A possible limitation of this study lies in the difference in the number of men and women respectively in favorable and undecided groups, with an increased proportion of women in the undecided group. Whether this difference of representation could have affected our results is unclear and the literature is contradictory about the effect of gender on the performance at decision-making paradigms [72]. In the standard version of the IGT, some differences have been observed between men and women on the deck choice [73]. However, the overall performance is usually similar for both groups [74-77] and there is about the same probability to find good and poor performing men and women after 100 trials [77]. However, a recent review suggests that there are some differences in the range 60–100 trials, where women need more trials before preferring to select long-term advantageous decks [77]. As a modified version of the IGT was used in the present study, it is difficult to know whether similar differences occur and whether gender has impacted the elaboration of a strategy. Since our groups of participants were selected post hoc, it was not possible to control this parameter. Further studies are thus needed to explore whether the neural bases involved in the elaboration of a strategy are influenced by gender. The resolution of this question will help the interpretation of the results presented here. Indeed, gender has been identified as a significant predictor of the motivation level, men appearing more motivated than women [78], and differences in motivation levels between genders could also explain the neurophysiological discrepancies observed in the present study.

In summary, feedback processing is a complex and influenced by several factors such as motivation and emotion [64]. The quality of this processing is related to explicit cognitive components. In contrast the lack of difference between Favorable and Undecided groups on the process of anticipation shows that there is no influence of motivation on the anticipatory component. These results are consistent with the somatic markers hypothesis and confirm the persistence of a normal anticipation activity in healthy subjects with poor strategy, a phenomenon already observed by electrodermal studies [8,17]. Anticipation is an implicit unconscious and automatic process, influenced by the somatic markers.

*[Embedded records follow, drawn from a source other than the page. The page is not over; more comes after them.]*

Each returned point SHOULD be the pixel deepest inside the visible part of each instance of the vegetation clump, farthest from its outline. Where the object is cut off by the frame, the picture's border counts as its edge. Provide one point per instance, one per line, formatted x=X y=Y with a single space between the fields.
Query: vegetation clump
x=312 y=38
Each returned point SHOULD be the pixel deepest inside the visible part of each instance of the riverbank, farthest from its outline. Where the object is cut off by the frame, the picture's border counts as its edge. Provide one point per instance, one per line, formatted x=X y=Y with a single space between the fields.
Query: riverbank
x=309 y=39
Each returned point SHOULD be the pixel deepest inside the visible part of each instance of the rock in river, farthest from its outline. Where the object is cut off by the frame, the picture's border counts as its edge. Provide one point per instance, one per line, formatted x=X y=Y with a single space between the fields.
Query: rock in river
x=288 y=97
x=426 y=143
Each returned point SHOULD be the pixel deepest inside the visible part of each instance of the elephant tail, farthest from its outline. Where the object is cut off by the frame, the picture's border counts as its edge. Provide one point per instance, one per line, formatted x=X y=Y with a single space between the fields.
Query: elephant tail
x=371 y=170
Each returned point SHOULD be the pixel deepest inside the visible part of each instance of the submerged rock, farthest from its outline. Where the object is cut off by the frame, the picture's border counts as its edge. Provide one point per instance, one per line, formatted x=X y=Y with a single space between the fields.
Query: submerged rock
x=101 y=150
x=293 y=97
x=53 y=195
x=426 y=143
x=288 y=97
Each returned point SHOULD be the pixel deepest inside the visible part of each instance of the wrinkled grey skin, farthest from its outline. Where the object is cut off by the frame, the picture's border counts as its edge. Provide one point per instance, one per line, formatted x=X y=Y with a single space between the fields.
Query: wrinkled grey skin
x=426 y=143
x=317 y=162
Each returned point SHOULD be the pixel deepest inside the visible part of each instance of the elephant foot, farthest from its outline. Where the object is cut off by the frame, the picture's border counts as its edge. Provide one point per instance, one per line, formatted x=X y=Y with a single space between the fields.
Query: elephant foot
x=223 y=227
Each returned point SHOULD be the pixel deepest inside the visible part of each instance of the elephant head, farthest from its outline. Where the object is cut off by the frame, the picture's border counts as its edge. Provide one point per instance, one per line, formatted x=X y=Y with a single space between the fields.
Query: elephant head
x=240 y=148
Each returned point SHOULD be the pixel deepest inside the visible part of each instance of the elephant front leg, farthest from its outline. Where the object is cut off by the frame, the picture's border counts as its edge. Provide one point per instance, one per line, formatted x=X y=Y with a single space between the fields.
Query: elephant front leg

To conclude, our behavioral results confirmed the presence of different strategies in the IGT that cannot be explained by socio-demographic differences or personality. The cerebral mechanisms involved in the evaluation of the choice remains similar whatever the efficacy of the strategy adopted. An attenuated feedback processing was observed in the Undecided group that could explain why this group did not reach the conceptual phase. The different stages of information processing suggest that Undecided subjects are hyposensitive to valence during gambling, which is in opposition to problem gamblers who are hypersensitive to rewards [26]. The capacity of whether or not to elaborate a strategy in the healthy population may be explained by the subjects’ motivation to gamble and attention. Uncertainty in the IGT therefore does not constitute a vulnerability of factors to any neuropsychiatric disorders. The motivational processes have an important role in decision-making by helping to make a choice among the various alternative options [79]. These factors may be a prerequisite to the development of an effective strategy in uncertain decision-making.